How weird is this? I find Janet Daley’s columns morbidly fascinating given that, in a manner not dissimilar to Simon Heffer, she often seems like an unusually clear spokesperson for the neoliberal world view in the broadest sense of the term. So when she begins to write peans to declining living standards, it’s hard not to draw the conclusion that a crisis of moral confidence is beginning to set in amongst the ruling class:
Now don’t get me wrong, I believe profoundly in the value of mass prosperity and the ability of free markets to deliver it: the personal freedom, self-determination and dignity that come with financial independence are transforming for individuals and for the societies in which they are generally available.
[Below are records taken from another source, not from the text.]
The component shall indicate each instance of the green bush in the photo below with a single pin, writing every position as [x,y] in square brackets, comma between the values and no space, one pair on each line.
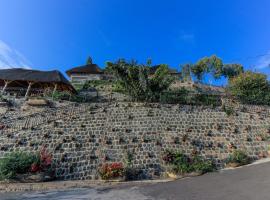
[16,163]
[251,88]
[239,157]
[96,83]
[183,96]
[138,81]
[203,166]
[183,164]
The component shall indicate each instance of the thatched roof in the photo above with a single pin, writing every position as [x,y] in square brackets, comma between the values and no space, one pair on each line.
[40,78]
[85,69]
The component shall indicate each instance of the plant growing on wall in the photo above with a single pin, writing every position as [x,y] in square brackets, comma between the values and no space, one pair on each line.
[182,163]
[111,171]
[20,162]
[250,87]
[238,158]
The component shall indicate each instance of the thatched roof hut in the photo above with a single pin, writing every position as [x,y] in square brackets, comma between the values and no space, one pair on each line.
[34,79]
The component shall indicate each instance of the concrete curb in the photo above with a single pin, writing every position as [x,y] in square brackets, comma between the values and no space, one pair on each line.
[61,185]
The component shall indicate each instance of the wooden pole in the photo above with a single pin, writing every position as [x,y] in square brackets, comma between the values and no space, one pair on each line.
[28,89]
[54,90]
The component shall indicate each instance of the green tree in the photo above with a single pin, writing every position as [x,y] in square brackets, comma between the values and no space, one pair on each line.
[212,64]
[89,61]
[186,72]
[250,87]
[137,81]
[232,70]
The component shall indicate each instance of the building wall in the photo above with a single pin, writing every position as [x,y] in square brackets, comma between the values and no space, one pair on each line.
[107,133]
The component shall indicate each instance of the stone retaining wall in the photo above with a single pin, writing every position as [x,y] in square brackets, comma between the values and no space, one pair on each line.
[108,133]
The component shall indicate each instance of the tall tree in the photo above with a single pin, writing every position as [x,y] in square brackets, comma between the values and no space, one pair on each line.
[232,70]
[137,80]
[186,72]
[89,61]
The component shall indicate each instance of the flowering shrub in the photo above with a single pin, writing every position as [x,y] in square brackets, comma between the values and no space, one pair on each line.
[20,162]
[113,170]
[44,162]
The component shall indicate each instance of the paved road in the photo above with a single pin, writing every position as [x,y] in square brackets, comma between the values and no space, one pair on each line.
[248,183]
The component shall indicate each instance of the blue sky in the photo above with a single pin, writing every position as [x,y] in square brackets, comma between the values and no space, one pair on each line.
[60,34]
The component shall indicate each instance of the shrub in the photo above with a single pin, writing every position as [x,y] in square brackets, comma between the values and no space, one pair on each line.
[16,163]
[110,171]
[250,87]
[203,166]
[239,157]
[183,96]
[21,162]
[184,164]
[138,82]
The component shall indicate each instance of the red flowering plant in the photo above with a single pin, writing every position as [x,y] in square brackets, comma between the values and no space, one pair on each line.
[43,162]
[112,170]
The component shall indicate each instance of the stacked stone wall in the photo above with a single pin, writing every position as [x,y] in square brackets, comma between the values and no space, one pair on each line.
[108,133]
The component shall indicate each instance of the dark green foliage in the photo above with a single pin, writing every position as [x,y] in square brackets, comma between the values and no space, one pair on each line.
[200,165]
[239,157]
[228,110]
[205,65]
[250,88]
[89,61]
[96,83]
[183,96]
[138,82]
[232,70]
[184,164]
[186,72]
[16,163]
[215,66]
[68,97]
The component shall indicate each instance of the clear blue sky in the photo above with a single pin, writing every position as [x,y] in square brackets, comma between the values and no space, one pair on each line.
[60,34]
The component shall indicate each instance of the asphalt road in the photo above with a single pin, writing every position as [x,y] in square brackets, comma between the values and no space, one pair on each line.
[247,183]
And yet, and yet… through this very independence that comes with relative wealth, something has been lost.
She then goes on a bizarre trip down memory lane, recounting how a lack of affluence in her upbringing went hand-in-hand with solidarity and mutual aid (presumably now absent from her life in exchange for the ‘personal freedom, self-determination and dignity’ that she enjoys as a wealthy columnist and leader writer). Apparently the 1970s were a moral golden age for an ‘impoverished’ British middle class before renewed affluence inflicted a plethora of pathologies on a blighted people. Furthermore traditional working values were mysteriously ‘junked in favour of celebrity culture and materialism’ (as if cultural shifts occur in a vacuum). All in all it sounds like Janet Daley thinks neoliberalism has been a bit shit really, in spite of all the virtues she has spent a career imputing to it. So now, thankfully, we can recognise that ‘there might be a chance to recover something valuable that has been almost forgotten’.
Wow. The article is so weird that it’s almost difficult to know what to make of it (particularly when one reads it in terms of Charles Moore’s admission that he is starting to think the left might actually be right). I’ll have a stab at understanding it though: the rambling weirdness of the article is not a function of Daley’s intellectual vacuity (she is an extremely bright woman) nor ideological incoherence (on the contrary the ex-philosopher is a resolutely consistent advocate of neoliberal doctrine). It’s a sign that the empirical claim on which her entire political framework is founded is finding itself more trenchantly falsified with each passing day. With this comes disorientation, inconsistency and a vague nostalgia for the past – a reassertion of ‘traditional values’, imbued with a moral charge that she herself (possessed of ‘dignity’ and ‘self-determination’) escapes in daily life.
Anyone else get the feeling that the neoliberals are going to get really nasty and moralistic rather than let go of their dogmas?